On Sunday I thought about a different approach. About halfway down the spillway, the water tends to stay on the right side (far from the berm), kept in place by a crack in the bedrock there that forms a natural channel. At the halfway point, the bedrock is no longer cracked and the water spills out, crossing the spillway and gouging out a new channel in the gravel and dirt. My thought was that if I could create a new channel in the gravel and dirt on the right side of the spillway, the water would be steered away from the berm a little longer.
So Flike and I headed over there with the pickaxe and shovel. (I carried those. Flike carried a stick.) Then I did a little work at the top of the spillway to remove some gravel so that the water would more easily flow into the natural channel formed by the split in the bedrock. That didn’t take long (and probably didn’t make much of a difference), and I headed down to the halfway point where the natural channel ends and the dirt and gravel begin. And I couldn’t bring myself to dig.

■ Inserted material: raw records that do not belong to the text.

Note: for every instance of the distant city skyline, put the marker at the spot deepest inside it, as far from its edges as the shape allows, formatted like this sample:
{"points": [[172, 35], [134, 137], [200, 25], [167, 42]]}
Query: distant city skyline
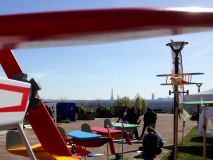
{"points": [[88, 72]]}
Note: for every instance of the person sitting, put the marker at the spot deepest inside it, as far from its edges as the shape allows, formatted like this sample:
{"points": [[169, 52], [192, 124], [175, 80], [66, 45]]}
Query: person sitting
{"points": [[151, 143]]}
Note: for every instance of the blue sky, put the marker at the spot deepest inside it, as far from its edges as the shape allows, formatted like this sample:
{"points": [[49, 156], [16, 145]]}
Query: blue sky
{"points": [[91, 71]]}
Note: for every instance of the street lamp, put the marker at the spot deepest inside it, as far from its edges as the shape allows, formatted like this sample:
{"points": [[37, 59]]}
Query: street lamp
{"points": [[176, 48], [198, 108], [199, 85]]}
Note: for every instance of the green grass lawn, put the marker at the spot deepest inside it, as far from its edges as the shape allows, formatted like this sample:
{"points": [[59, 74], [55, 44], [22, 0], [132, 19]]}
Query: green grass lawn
{"points": [[192, 147]]}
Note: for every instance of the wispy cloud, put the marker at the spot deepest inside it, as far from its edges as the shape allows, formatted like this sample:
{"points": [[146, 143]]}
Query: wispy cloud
{"points": [[43, 74], [201, 53]]}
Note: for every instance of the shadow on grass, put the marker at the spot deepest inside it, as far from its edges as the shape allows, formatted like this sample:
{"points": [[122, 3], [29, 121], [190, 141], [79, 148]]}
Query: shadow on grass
{"points": [[197, 150], [200, 140]]}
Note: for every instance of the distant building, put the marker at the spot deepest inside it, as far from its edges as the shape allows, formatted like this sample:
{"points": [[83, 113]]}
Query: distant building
{"points": [[153, 96]]}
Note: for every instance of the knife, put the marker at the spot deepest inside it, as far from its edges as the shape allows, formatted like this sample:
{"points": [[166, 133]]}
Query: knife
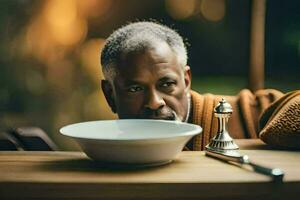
{"points": [[234, 156]]}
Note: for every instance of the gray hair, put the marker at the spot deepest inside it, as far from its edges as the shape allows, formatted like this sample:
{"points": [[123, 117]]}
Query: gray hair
{"points": [[135, 37]]}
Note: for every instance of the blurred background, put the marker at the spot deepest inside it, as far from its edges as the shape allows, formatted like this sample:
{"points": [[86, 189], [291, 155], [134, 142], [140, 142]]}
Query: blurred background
{"points": [[49, 61]]}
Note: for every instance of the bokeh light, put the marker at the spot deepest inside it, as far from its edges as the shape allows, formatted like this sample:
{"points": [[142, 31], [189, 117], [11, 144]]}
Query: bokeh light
{"points": [[179, 9], [213, 10]]}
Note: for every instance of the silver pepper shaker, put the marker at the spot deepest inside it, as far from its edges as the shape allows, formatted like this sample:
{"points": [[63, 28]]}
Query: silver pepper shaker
{"points": [[222, 141]]}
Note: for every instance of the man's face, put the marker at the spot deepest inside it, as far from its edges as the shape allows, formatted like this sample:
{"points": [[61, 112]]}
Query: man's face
{"points": [[150, 85]]}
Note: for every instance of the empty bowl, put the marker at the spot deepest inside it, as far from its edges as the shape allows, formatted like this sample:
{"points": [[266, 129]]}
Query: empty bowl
{"points": [[132, 141]]}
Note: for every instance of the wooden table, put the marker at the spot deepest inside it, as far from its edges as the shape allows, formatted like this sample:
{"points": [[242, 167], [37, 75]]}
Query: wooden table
{"points": [[71, 175]]}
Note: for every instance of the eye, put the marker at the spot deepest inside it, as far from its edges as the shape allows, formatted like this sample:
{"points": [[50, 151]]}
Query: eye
{"points": [[168, 84], [134, 88]]}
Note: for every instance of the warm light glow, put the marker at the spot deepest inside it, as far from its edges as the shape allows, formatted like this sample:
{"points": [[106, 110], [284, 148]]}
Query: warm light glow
{"points": [[213, 10], [94, 8], [90, 58], [179, 9], [65, 25]]}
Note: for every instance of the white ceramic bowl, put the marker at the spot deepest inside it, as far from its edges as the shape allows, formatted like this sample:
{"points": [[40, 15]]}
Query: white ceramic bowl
{"points": [[132, 141]]}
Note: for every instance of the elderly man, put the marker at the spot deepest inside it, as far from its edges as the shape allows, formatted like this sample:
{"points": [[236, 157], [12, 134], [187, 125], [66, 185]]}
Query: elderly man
{"points": [[147, 77]]}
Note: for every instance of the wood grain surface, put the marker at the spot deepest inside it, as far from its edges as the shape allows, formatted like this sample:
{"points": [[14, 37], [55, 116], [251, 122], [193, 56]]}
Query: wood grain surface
{"points": [[72, 175]]}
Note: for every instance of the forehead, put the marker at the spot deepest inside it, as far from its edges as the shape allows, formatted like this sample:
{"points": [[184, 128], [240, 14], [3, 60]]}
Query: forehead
{"points": [[153, 62]]}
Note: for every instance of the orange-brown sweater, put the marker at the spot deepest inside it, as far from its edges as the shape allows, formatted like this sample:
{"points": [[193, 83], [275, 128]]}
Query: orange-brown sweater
{"points": [[243, 123]]}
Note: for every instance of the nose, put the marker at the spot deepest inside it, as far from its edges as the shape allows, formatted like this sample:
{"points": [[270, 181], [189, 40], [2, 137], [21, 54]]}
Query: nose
{"points": [[155, 100]]}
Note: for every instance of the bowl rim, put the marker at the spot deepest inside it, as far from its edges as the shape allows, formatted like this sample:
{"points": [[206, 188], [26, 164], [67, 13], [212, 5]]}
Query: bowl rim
{"points": [[197, 130]]}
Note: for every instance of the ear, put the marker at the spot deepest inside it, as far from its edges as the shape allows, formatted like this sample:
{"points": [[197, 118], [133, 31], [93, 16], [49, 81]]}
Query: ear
{"points": [[187, 77], [108, 93]]}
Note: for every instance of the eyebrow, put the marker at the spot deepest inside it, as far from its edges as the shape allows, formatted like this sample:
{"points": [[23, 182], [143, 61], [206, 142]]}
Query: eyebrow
{"points": [[131, 82]]}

What I really need to do is fill the hole, not create a new one. An ideal spillway would be covered with a carpet of grass to help prevent erosion, and that’s what I have at the point where I was going to start digging. (As you can see on the right side of the photo above.) The water is getting diverted here, but that’s not the fault of the grass. And it seemed foolish to destroy part of the spillway that was actually the way it needed to be.
So I threw rocks in the holes again, aware of how futile that was. And for a break, I used the pickaxe to dig a little in the channel in the bedrock, to widen it where I could and allow it to carry more water.
And that’s when it happened.
Something I’ve been wanting to happen for more than a dozen years.
Something I’ve been hoping for since I first started stomping about my Ozark forest.
Something I was beginning to despair would ever happen in my life.
. . .
I found a Native American artifact!
Look at that beauty!
Here’s the other side:
I have no idea what it is. Obviously it’s too large to have fit on an arrow. Perhaps it’s a spearhead? Or maybe a knife blade. Nor do I know who made it or how old it might be. (I’ve been told that the larger they are, the older they are, but a given use could determine size as much as age, I think.)
The bottom is broken off, as you can see, and that might have shed more light on its original use or craftsmanship. It’s made of chert (I think) and it’s symmetrical in width and depth. Plus there is clear evidence of knapping on its edges.
This had washed into the spillway sometime in the last two years and was buried in mud. (This part of the spillway was broken out of the bedrock, so the artifact couldn’t have gotten there before then.)
Suddenly my woes with the spillway seemed unimportant. I washed the artifact in the water that was trickling down the spillway and examined it from all angles. It wasn’t giving up any of its secrets though.
It sits beside me on my desk. I pick it up frequently and look it over. Now, of course, I expect to go out to my woods and find artifacts all the time. I’ll let you know how that goes.